Interdição de prédio prejudica perícias criminais em Porto Alegre

A interdição do Departamento de Criminalística do Instituto-Geral de Perícias (IGP), desocupado há um mês, tem comprometido a realização de perícias criminais em Porto Alegre. Instalados provisoriamente em três endereços diferentes, servidores reclamam da falta de condições para executar atividades fundamentais na elucidação de crimes. O prédio foi interditado em setembro pela Secretaria Municipal de Urbanismo (Smurb) por não contar com laudo de prevenção a incêndios. A desocupação, no entanto, ocorreu somente no final de outubro.

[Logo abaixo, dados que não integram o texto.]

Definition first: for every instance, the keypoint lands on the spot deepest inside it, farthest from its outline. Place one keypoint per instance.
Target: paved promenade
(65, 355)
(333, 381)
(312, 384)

O presidente do Sindicato dos Peritos Oficiais da Área Criminal do Estado do Rio Grande do Sul (Acrigs), Álvaro Bitencourt, calcula que mais de 700 laudos deixaram de ser realizados pela seção de balística forense desde a interdição. O trabalho consiste em confrontar o projétil recolhido na cena do crime com a arma apreendida na ocorrência. “É uma seção superimportante, que trata da perícia de crimes contra a vida, e que está completamente paralisada”, afirma.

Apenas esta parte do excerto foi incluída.